Parliament’s palpable lack of faith in the Prime Minister as our negotiator-in-chief is shared beyond Westminster. Since the Conservatives’ disastrous election result in June, the government has had no mandate for its approach to Brexit or anything else.
This is not simply a matter of incompetence.
The free-trade fantasies floated by International Trade Secretary Liam Fox and Brexit Secretary David Davis show their ambition to sign our country up to TTIP-style treaties which subordinate elected governments to transnational corporations, open public services to exploitation by predatory profiteers and put environmental protections and labour rights at risk.
Given the EU was itself a prime mover of TTIP and has continued to push the equally anti-democratic Comprehensive Economic and Trade Agreement with Canada, Remainers who like to imply this neoliberal agenda is a creation of Brexit are being disingenuous.
But it still makes sense for Labour to do everything it can to ensure the Tories are not given a free hand in negotiations.
There are real enough differences between what the Conservatives want from these talks and what the EU wants. Brussels will be keen to warn other member states not to leave by ensuring Britain is seen to lose, while May clearly wants a win to sell to the electorate as a reason not to turf her party out of office.
There are acres of common ground. too. The Tories and the EU Commission are united on pursuing a deregulatory agenda based on forcing “competition” into the public sector, attacking workers’ pay and conditions to produce a “flexible” labour market — read job insecurity and mass unemployment — and removing all restrictions on the activity of big business.
No deal cooked up between them is likely to advance working people’s interests.
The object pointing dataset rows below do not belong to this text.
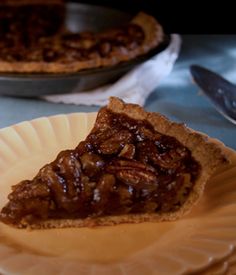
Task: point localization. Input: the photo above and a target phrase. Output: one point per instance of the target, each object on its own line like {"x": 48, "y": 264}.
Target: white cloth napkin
{"x": 133, "y": 87}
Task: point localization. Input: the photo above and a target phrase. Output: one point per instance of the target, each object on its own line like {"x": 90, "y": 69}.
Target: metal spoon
{"x": 220, "y": 91}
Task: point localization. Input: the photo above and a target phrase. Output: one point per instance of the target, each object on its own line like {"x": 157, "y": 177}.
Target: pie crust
{"x": 153, "y": 36}
{"x": 206, "y": 156}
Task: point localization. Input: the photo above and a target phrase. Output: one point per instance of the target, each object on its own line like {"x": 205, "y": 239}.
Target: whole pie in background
{"x": 33, "y": 38}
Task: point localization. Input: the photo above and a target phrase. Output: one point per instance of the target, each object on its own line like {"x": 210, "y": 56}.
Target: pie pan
{"x": 79, "y": 17}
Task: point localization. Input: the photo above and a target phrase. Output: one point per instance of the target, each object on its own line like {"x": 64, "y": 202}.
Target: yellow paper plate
{"x": 202, "y": 238}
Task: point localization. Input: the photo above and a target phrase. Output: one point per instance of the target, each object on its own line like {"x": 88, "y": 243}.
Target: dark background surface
{"x": 185, "y": 17}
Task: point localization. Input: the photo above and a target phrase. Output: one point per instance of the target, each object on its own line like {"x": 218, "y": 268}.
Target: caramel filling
{"x": 34, "y": 33}
{"x": 123, "y": 167}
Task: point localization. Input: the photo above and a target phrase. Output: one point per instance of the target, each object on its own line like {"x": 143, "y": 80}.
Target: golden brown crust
{"x": 29, "y": 2}
{"x": 153, "y": 37}
{"x": 209, "y": 155}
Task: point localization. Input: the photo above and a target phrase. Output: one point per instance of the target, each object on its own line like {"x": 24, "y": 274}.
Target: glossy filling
{"x": 121, "y": 168}
{"x": 34, "y": 33}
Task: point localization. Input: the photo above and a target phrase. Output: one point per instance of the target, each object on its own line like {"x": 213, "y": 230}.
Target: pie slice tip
{"x": 134, "y": 166}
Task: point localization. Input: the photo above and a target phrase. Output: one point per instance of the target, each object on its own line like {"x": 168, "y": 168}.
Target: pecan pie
{"x": 134, "y": 166}
{"x": 33, "y": 38}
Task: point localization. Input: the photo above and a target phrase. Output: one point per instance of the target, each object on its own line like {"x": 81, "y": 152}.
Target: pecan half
{"x": 114, "y": 144}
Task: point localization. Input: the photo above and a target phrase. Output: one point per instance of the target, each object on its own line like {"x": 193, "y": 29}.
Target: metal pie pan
{"x": 79, "y": 17}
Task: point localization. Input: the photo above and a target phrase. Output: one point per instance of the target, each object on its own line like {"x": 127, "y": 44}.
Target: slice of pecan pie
{"x": 34, "y": 39}
{"x": 134, "y": 166}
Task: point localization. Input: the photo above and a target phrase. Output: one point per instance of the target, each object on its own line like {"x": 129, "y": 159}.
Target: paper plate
{"x": 200, "y": 239}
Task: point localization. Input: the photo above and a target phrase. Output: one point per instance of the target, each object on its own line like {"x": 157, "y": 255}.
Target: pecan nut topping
{"x": 124, "y": 166}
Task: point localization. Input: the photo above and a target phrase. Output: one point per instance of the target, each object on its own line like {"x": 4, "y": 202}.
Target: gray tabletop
{"x": 176, "y": 97}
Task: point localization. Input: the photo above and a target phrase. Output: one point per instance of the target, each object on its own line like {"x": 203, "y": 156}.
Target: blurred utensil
{"x": 220, "y": 91}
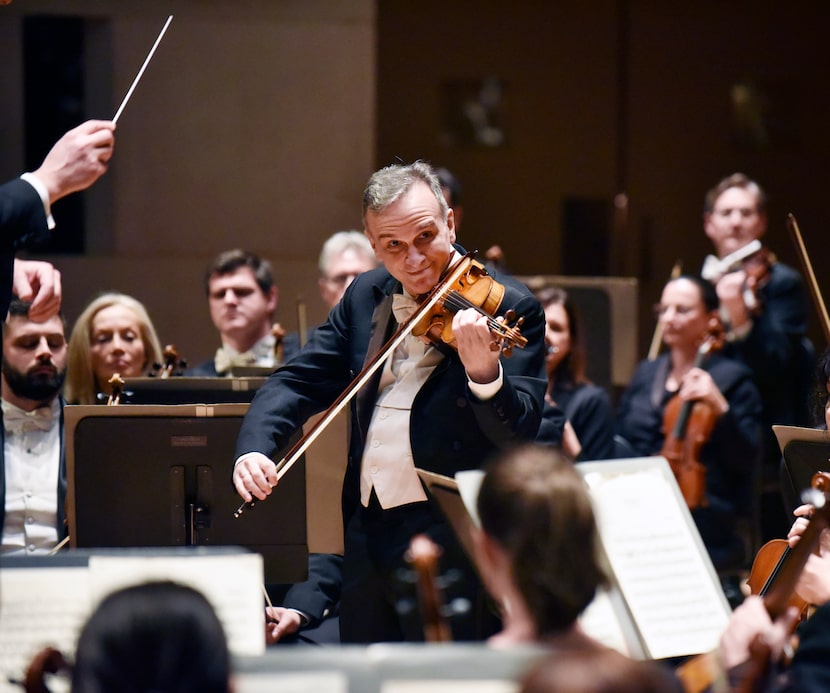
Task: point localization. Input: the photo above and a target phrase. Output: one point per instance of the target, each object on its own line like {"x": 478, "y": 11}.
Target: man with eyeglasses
{"x": 344, "y": 255}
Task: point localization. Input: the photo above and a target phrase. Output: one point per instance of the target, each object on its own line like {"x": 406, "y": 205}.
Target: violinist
{"x": 32, "y": 457}
{"x": 430, "y": 406}
{"x": 688, "y": 314}
{"x": 113, "y": 334}
{"x": 765, "y": 311}
{"x": 588, "y": 432}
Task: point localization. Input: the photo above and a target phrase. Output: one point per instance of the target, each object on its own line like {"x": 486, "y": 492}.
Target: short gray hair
{"x": 388, "y": 184}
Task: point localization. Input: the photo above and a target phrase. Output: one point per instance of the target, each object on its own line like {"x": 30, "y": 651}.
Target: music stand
{"x": 189, "y": 390}
{"x": 144, "y": 476}
{"x": 806, "y": 451}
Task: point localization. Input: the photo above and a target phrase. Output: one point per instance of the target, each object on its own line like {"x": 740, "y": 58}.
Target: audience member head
{"x": 598, "y": 670}
{"x": 565, "y": 359}
{"x": 34, "y": 358}
{"x": 538, "y": 543}
{"x": 113, "y": 334}
{"x": 734, "y": 213}
{"x": 452, "y": 192}
{"x": 404, "y": 207}
{"x": 158, "y": 636}
{"x": 344, "y": 255}
{"x": 242, "y": 296}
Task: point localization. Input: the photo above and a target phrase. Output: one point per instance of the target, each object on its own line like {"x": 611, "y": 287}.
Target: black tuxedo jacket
{"x": 22, "y": 223}
{"x": 450, "y": 429}
{"x": 62, "y": 527}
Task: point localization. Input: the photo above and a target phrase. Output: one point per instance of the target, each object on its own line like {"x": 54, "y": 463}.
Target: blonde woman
{"x": 114, "y": 334}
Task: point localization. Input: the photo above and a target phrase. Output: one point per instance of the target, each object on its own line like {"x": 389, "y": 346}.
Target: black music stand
{"x": 806, "y": 451}
{"x": 189, "y": 390}
{"x": 150, "y": 476}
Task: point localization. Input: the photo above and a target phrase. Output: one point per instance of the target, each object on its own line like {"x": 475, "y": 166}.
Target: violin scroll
{"x": 475, "y": 288}
{"x": 172, "y": 365}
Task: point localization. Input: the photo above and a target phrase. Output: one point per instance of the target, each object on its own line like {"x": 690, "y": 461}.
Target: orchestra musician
{"x": 765, "y": 310}
{"x": 242, "y": 297}
{"x": 688, "y": 313}
{"x": 588, "y": 433}
{"x": 344, "y": 255}
{"x": 113, "y": 334}
{"x": 537, "y": 547}
{"x": 32, "y": 457}
{"x": 431, "y": 406}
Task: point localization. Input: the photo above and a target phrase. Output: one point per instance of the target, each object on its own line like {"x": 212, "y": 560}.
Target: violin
{"x": 687, "y": 426}
{"x": 476, "y": 289}
{"x": 171, "y": 366}
{"x": 755, "y": 260}
{"x": 463, "y": 281}
{"x": 422, "y": 556}
{"x": 774, "y": 581}
{"x": 777, "y": 566}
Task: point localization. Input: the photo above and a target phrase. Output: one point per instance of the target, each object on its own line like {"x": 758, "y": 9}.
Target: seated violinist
{"x": 242, "y": 297}
{"x": 588, "y": 432}
{"x": 113, "y": 334}
{"x": 764, "y": 307}
{"x": 728, "y": 415}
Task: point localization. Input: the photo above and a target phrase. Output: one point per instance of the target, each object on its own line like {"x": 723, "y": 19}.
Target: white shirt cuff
{"x": 38, "y": 185}
{"x": 486, "y": 391}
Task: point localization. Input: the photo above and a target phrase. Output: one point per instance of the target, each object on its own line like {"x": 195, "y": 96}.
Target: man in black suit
{"x": 764, "y": 306}
{"x": 242, "y": 297}
{"x": 431, "y": 406}
{"x": 76, "y": 161}
{"x": 32, "y": 459}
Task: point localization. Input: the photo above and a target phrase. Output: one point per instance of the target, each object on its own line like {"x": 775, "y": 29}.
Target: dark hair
{"x": 736, "y": 180}
{"x": 158, "y": 636}
{"x": 599, "y": 670}
{"x": 536, "y": 506}
{"x": 571, "y": 370}
{"x": 229, "y": 261}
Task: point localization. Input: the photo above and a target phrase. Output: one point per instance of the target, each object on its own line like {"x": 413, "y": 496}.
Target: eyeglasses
{"x": 660, "y": 310}
{"x": 341, "y": 279}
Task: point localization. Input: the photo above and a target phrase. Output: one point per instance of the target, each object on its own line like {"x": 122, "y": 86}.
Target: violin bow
{"x": 807, "y": 268}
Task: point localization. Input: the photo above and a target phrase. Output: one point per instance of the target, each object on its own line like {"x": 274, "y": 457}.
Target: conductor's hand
{"x": 477, "y": 348}
{"x": 78, "y": 158}
{"x": 280, "y": 622}
{"x": 254, "y": 475}
{"x": 40, "y": 283}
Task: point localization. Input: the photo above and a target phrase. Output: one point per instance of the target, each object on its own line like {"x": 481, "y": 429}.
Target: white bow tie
{"x": 18, "y": 421}
{"x": 403, "y": 307}
{"x": 261, "y": 354}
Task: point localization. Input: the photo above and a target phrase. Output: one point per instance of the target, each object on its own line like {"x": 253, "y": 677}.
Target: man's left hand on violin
{"x": 477, "y": 347}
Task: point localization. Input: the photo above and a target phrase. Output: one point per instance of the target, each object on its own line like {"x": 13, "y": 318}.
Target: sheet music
{"x": 39, "y": 608}
{"x": 231, "y": 583}
{"x": 657, "y": 556}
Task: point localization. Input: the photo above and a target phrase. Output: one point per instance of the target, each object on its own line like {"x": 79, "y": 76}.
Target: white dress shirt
{"x": 32, "y": 463}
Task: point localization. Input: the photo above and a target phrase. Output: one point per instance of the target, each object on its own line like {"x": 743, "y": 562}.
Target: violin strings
{"x": 456, "y": 302}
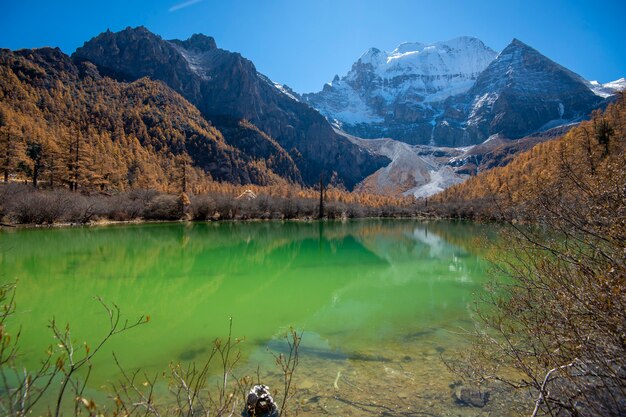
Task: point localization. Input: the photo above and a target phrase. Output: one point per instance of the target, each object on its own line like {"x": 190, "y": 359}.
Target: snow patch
{"x": 285, "y": 91}
{"x": 608, "y": 89}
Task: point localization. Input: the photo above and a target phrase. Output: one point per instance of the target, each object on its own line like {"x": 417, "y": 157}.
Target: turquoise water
{"x": 379, "y": 301}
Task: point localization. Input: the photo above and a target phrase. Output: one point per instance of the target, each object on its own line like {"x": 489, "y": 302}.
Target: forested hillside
{"x": 62, "y": 124}
{"x": 587, "y": 164}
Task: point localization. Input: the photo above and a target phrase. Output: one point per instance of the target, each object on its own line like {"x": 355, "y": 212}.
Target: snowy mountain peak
{"x": 608, "y": 89}
{"x": 372, "y": 56}
{"x": 408, "y": 47}
{"x": 456, "y": 93}
{"x": 403, "y": 84}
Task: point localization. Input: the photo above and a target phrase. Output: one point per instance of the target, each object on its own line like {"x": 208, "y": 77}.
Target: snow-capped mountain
{"x": 294, "y": 139}
{"x": 456, "y": 93}
{"x": 608, "y": 89}
{"x": 402, "y": 86}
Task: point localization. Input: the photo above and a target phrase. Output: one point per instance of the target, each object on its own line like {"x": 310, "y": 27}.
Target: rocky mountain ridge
{"x": 226, "y": 88}
{"x": 456, "y": 93}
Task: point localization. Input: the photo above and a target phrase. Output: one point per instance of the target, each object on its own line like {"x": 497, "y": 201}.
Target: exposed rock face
{"x": 139, "y": 125}
{"x": 224, "y": 85}
{"x": 522, "y": 92}
{"x": 400, "y": 94}
{"x": 456, "y": 93}
{"x": 260, "y": 402}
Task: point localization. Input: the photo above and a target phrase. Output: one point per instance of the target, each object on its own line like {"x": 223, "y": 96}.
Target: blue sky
{"x": 304, "y": 43}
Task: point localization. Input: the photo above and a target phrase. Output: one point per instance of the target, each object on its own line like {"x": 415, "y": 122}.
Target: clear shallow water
{"x": 378, "y": 301}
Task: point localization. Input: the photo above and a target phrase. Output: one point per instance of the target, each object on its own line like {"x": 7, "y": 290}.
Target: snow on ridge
{"x": 285, "y": 91}
{"x": 193, "y": 61}
{"x": 607, "y": 89}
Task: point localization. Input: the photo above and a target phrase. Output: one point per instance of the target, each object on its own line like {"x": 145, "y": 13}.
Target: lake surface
{"x": 379, "y": 302}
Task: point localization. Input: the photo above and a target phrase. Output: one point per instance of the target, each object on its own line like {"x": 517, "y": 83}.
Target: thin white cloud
{"x": 183, "y": 5}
So Labour is right to push for more accountability in the Brexit process and to exploit divisions within the Tory Party.
If Labour is seen to be seeking to reverse the decision to leave the EU, however, either by trying to force a second referendum or by pushing for a “deal” with Brussels that maintains most of the trappings of membership, such as continued membership of the single market, it not only risks serious electoral consequences — two-thirds of Labour constituencies voted to leave — but could tie the hands of a Jeremy Corbyn-led government by shackling it to EU rules on competition and state aid.
Corbyn himself has been clear that Britain can forge an independent foreign policy outside the EU based on “solidarity as well as mutual benefit and fair trade,” while colleagues such as shadow international trade secretary Barry Gardiner note that “our withdrawal from the European Union presents Britain with the chance to develop a progressive trade and investment policy that puts working people at its heart.”
But there are lorryloads of Labour MPs who do not share this vision. Nor do Wednesday’s Tory rebels or the residual Liberal Democrats hanging around Parliament like a bad smell.
Corbyn’s team should counter the Tory meltdown with a positive pitch based on how Labour will use Brexit to deliver a better, fairer Britain and stamp hard on any suggestion that the party might try to stop it.
If Parliament is to be given a vote on the final deal, it would be no bad thing if the Parliament that does so has a different composition to the current one.
The best outcome of May’s defeat in the Commons this week would be if it brings a new election, and the end of her premiership, that bit closer.